A investida de Washington alimentaria diretamente as narrativas golpistas de setores da oposição brasileira. Recentemente, o senador e pré-candidato à Presidência da República Flávio Bolsonaro reproduziu ataques já desmentidos pelo Tribunal Superior Eleitoral (TSE), para questionar a integridade das urnas eletrônicas.
Essa pressão ocorre em paralelo ao tarifaço promovido de forma unilateral pela Casa Branca. Nesta semana, entrou em vigor a aplicação de uma nova sobretaxa de 12,5% sobre as exportações brasileiras sob a alegação estadunidense de suposto uso de trabalho forçado no Brasil. Essa nova taxação se acumula a uma tarifa de importação de 25% já implementada pelos EUA, gerando um “duplo tarifaço” que ataca a competitividade da indústria nacional.

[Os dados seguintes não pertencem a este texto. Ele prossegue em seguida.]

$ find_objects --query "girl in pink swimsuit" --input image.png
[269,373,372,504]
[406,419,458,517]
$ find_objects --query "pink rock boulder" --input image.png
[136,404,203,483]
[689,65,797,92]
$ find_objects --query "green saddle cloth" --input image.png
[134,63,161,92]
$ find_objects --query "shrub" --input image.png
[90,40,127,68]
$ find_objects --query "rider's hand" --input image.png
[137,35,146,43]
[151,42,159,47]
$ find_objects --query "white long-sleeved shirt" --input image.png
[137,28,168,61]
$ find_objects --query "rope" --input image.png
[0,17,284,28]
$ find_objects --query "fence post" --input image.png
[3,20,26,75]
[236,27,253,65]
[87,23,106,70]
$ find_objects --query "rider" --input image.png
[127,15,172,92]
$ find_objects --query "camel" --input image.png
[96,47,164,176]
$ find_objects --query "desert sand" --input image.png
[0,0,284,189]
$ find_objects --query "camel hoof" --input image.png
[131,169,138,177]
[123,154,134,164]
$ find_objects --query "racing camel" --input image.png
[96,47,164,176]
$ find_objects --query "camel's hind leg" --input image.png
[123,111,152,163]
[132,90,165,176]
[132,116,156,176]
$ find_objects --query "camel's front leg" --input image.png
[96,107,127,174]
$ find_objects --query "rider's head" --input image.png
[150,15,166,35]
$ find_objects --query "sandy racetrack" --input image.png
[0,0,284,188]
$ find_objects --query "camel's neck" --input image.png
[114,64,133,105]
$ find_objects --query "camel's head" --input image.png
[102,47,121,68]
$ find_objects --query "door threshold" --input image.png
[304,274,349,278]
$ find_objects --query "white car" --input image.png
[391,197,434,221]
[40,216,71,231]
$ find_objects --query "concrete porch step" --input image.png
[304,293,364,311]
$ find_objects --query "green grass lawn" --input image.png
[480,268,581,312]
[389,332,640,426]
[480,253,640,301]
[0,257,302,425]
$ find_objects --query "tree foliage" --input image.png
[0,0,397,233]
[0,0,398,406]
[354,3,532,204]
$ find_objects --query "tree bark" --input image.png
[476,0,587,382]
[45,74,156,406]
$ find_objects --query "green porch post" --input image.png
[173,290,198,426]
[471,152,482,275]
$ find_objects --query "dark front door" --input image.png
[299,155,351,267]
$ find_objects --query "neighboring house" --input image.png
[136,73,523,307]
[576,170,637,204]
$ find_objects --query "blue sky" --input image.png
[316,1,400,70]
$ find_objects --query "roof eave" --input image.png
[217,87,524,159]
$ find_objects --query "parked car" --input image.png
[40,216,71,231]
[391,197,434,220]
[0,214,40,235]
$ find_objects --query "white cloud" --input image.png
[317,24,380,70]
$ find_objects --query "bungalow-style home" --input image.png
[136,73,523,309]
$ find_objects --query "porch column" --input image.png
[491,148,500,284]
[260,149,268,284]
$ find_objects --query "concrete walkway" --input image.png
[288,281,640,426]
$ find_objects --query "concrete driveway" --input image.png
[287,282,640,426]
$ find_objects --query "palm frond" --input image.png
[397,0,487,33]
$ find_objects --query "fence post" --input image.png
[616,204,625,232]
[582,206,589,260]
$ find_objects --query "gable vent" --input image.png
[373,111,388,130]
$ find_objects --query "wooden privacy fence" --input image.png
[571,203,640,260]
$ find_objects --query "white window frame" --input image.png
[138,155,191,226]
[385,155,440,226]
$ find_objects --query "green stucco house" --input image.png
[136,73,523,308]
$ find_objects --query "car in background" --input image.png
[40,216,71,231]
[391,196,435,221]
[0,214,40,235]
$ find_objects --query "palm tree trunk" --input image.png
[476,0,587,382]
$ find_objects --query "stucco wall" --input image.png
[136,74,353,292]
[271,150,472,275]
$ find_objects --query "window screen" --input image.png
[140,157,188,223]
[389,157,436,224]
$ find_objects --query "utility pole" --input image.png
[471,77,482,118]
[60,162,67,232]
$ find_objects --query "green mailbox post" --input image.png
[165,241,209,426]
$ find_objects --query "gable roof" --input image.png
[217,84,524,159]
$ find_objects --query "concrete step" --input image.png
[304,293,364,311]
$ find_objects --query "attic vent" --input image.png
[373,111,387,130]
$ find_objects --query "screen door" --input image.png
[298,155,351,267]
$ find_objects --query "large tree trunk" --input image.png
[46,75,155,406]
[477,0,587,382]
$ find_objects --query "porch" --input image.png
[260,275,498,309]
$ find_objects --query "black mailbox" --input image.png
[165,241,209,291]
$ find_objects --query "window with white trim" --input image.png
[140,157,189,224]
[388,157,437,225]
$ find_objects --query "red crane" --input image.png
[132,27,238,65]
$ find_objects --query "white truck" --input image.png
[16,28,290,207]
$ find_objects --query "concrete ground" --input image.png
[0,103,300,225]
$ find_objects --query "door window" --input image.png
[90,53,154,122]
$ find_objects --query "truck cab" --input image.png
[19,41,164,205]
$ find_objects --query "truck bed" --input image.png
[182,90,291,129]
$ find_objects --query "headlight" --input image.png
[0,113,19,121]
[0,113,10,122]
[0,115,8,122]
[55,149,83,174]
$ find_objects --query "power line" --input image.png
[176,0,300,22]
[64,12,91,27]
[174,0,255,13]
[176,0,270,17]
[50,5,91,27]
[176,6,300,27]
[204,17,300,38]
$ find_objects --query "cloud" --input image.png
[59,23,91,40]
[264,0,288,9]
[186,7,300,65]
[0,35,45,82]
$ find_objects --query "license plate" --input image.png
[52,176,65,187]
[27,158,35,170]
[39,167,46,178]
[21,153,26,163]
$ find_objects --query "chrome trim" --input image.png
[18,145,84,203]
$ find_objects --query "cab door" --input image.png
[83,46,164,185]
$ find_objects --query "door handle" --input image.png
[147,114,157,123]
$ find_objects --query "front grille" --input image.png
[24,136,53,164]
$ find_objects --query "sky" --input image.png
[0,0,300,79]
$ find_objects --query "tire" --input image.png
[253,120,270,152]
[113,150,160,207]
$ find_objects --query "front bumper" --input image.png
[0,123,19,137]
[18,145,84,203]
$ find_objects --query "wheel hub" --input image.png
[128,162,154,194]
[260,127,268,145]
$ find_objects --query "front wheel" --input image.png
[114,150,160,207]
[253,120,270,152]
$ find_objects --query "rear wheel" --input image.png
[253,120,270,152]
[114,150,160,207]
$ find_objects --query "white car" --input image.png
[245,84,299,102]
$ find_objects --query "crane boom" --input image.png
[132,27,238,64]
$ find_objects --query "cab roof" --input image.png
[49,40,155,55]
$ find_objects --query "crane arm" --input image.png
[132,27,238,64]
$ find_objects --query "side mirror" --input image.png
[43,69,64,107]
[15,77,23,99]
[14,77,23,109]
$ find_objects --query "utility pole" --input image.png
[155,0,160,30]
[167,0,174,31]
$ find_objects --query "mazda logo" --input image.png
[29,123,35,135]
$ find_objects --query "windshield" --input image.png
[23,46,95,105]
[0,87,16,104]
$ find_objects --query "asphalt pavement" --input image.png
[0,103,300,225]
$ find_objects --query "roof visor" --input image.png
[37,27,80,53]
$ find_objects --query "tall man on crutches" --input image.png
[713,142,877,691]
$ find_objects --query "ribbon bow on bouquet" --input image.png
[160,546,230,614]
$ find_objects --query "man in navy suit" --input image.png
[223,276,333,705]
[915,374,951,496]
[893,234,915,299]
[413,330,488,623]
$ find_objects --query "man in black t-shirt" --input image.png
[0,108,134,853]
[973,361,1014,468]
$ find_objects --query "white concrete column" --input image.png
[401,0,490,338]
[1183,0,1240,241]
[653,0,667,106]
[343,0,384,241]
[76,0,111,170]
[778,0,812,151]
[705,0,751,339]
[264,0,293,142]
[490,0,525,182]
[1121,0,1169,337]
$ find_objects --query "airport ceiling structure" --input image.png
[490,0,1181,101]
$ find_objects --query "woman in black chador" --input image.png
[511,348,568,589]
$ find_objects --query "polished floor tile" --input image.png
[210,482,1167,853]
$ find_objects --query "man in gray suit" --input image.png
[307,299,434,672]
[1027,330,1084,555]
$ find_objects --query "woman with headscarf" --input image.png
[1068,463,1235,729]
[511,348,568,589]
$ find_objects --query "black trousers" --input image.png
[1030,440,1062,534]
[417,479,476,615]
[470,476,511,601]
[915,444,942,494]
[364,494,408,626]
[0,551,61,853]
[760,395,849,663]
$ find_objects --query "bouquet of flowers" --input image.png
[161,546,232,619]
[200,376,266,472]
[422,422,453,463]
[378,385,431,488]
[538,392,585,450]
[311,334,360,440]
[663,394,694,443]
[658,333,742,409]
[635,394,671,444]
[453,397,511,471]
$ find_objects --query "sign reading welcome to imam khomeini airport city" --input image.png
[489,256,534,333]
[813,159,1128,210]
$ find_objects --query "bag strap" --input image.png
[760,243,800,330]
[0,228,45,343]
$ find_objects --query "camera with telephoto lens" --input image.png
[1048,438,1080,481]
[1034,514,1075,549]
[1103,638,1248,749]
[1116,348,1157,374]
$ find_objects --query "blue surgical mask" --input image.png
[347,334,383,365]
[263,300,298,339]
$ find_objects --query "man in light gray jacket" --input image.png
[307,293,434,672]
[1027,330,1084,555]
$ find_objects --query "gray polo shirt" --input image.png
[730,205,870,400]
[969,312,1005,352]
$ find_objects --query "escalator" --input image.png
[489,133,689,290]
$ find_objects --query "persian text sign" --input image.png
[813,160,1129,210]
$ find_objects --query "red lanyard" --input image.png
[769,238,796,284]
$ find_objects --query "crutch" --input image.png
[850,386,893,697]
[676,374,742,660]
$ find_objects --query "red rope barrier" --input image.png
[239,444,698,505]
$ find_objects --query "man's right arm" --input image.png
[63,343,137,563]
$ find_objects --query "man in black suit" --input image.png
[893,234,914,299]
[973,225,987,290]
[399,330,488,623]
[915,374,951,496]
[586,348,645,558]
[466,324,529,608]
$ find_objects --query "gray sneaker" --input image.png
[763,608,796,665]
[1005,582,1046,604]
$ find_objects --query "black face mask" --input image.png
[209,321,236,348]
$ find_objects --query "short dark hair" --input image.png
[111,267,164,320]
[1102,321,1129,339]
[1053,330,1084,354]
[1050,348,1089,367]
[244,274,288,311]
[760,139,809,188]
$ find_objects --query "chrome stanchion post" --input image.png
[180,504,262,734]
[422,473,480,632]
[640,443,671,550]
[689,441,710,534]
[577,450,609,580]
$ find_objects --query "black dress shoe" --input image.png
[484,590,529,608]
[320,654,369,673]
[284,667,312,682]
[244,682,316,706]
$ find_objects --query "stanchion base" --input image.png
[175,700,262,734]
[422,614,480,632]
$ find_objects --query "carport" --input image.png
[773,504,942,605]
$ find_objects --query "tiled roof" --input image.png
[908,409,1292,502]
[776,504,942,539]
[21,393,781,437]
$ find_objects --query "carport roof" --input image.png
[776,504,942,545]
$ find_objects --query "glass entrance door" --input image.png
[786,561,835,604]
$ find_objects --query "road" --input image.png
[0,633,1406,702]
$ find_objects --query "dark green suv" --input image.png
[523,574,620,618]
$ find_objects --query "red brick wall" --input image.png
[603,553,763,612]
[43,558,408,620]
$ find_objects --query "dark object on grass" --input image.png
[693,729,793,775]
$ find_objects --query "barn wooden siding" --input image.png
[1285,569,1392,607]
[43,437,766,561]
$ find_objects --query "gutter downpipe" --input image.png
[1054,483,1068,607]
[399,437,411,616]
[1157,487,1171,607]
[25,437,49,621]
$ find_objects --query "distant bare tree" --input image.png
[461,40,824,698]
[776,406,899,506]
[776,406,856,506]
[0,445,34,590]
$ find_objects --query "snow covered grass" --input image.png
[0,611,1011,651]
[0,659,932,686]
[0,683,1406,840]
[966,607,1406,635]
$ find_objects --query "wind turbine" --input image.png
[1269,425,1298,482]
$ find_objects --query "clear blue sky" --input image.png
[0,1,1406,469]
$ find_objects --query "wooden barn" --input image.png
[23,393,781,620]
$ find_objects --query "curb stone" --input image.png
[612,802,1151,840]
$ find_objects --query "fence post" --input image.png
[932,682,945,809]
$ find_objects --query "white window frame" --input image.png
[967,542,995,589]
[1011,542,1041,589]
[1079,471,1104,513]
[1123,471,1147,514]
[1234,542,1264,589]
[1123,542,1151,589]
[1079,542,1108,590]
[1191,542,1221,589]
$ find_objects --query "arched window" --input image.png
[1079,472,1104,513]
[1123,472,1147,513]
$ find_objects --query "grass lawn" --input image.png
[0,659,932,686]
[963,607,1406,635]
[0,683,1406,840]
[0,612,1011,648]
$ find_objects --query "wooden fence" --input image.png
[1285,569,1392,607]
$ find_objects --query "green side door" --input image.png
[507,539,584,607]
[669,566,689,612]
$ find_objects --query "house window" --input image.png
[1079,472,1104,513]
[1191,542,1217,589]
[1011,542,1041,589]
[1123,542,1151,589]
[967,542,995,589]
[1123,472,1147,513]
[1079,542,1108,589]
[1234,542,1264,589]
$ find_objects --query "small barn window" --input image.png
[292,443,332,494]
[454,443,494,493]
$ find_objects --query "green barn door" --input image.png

Para piorar o impacto à economia do país, o governo de Trump decidiu beneficiar 13 nações concorrentes com listas de isenções extras das novas tarifas, isolando o Brasil comercialmente. Enquanto o mercado brasileiro ficou retido no grupo de tarifa cheia, economias vizinhas ou alinhadas à Casa Branca, como Argentina, Equador, Malásia, Reino Unido e União Europeia, obtiveram listas adicionais de exceção.
O governo brasileiro contesta as acusações que basearam o tarifaço. O ministro das Relações Exteriores, Mauro Vieira, classificou as sanções unilaterais como “desproporcionais e injustas”, lembrando que o Brasil é uma referência global consolidada no combate ao trabalho escravo.